Here's the best value of Part 15's rewrite: FAR's past performance

Two areas in the new, yet unchanged, coverage bear special mention: "Best
value" is abolished as a unique concept and renamed; and "past performance"
tries to make the best of a bad law. FAR 15 also has a secret code, but more on that
later.


You have to wonder why the drafters at the Office of Federal Procurement Policy
considered throwing the concept of best value overboard and replacing it with something
called tradeoffs. Under the old ways of doing business, best-value was the process by
which the agency could make the source selection decision on a basis other than cost
exclusively. Now the best value process has been renamed--but not re-engineered--as the
tradeoff process. Can anyone guess why?


Simple: Everyone wanted to characterize their acquisitions as best value and avoid the
hard work of writing evaluation plans, deciding what was really important, grading
proposals and conducting discussions. So the obvious answer was to make all negotiated
acquisitions best value, including those for which the only discriminating criterion is
price.


It's even defined that way: " 'Best value' means the expected outcome of an
acquisition that, in the government's estimation, provides the greatest overall benefit in
response to the requirement." Given that the constraints of cost, schedule and
performance haven't changed, could you imagine someone suggesting, "Let's not get the
greatest overall benefit"? Ah, the joys of tautology-speak!

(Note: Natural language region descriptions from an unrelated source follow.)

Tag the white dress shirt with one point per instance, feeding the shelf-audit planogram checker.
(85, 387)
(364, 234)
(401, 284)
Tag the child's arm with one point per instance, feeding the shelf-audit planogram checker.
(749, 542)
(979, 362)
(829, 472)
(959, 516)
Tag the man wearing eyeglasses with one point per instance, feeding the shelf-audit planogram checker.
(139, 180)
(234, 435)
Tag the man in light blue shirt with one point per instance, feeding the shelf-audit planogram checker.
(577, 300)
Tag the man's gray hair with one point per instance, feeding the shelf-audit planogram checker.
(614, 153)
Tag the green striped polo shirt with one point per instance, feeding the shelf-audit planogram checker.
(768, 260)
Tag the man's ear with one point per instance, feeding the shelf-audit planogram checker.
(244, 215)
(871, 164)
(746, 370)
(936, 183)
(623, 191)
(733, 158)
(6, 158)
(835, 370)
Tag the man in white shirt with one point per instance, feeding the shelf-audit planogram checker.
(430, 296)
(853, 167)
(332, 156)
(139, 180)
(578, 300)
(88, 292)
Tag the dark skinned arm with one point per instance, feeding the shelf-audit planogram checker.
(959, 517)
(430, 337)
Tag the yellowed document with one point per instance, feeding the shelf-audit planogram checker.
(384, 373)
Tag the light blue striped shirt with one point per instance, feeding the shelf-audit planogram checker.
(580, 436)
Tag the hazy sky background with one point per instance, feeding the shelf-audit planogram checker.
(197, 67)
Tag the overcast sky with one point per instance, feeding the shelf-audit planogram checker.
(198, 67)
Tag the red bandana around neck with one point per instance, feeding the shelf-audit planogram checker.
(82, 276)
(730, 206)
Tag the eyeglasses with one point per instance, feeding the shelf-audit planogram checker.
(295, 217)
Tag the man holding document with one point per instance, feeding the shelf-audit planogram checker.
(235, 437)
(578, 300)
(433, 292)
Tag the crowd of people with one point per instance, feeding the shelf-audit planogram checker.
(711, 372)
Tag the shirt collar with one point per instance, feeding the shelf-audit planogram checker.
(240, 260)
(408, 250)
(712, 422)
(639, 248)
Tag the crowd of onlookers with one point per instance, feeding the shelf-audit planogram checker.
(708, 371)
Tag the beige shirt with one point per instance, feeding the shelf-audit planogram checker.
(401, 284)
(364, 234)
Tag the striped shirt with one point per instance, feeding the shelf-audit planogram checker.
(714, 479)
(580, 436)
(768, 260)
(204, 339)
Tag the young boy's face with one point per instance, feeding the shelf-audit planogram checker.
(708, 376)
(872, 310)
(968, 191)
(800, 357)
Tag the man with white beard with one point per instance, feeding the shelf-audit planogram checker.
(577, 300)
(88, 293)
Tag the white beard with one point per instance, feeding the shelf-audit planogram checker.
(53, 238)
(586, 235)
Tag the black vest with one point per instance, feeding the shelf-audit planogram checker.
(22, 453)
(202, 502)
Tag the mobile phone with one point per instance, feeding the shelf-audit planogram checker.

Now we turn to that perennial nemesis, past performance. The problem is not what to do
with it, but what to do when an offerer is without it.


The rewrite adds a requirement that will drive solicitation writers bonkers. It tells
buyers to describe how they evaluate offerers with no past performance history. It
literally says, "Describe how you will evaluate information which is not there."

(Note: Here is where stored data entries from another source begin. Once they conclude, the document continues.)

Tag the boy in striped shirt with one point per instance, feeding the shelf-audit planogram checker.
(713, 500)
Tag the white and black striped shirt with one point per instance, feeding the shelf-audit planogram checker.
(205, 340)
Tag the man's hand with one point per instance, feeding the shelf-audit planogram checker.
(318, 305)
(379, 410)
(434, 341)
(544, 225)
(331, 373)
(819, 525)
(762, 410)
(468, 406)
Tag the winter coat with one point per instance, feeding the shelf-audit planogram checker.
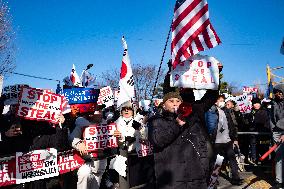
(277, 116)
(180, 153)
(233, 132)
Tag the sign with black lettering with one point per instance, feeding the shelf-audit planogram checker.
(39, 104)
(36, 165)
(100, 137)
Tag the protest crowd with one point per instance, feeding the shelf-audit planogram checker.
(81, 138)
(87, 136)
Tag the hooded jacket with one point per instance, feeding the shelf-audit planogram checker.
(180, 153)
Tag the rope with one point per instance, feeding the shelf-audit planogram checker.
(162, 59)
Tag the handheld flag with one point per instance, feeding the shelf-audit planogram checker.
(126, 82)
(192, 31)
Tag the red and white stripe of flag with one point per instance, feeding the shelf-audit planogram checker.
(192, 31)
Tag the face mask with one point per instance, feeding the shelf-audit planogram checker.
(221, 104)
(109, 115)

This is not as easy as it may seem. You see, when you are "comparatively
assessing" information that is absent, it is difficult not to evaluate the offerer to
which the noninformation pertains unfavorably. In fact, one might successfully argue that
it's impossible. But that's precisely what the law requires.


One shouldn't go around interpreting laws as being absurd unless, of course, there's no
other choice. Here, there is no other choice. So what do you do? Do your darnedest to
assure that every offerer has something in its history that looks like past performance so
the issue never comes up.


The FAR admonishes folks to look at predecessor companies, key personnel and
subcontractors when assessing past performance. Don't worry about relevancy; it's all
relevant, although some to a greater degree than the rest.


In any event, all offerers will have at least one piece of past performance information
that is somehow relevant, and that's all you need. A popular alternative, ignoring the
past performance of all other offerers when one of them has none, is just too horrible to
contemplate. Not to mention dumb.


Well, the code isn't all that secret, but it takes breaking--which no one will ever
take the time to do, so it might as well be secret. Hint: It's in the numbering system.
The FAR rewrite will virtually wipe out agency implementing and supplementing coverage
because it will have to be renumbered and republished. That's too difficult.


For the Defense Department, for example, don't look for four-step source selection
procedures. It probably won't be there. Multiple best-and-final offers? There are no such
things as single BAFOs anymore. How about requests for multiple final proposal revisions?
No problem--no coverage.


To assure real confusion and foreclose preemptive strikes by forward-thinking agencies,
the numbers were changed twice. The rationale was ease of readability, as if someone reads
the FAR straight through. We know the real reason. Don't we?


Bob Little, an attorney who has worked for the General Accounting Office and a
Washington law firm, teaches federal contract law.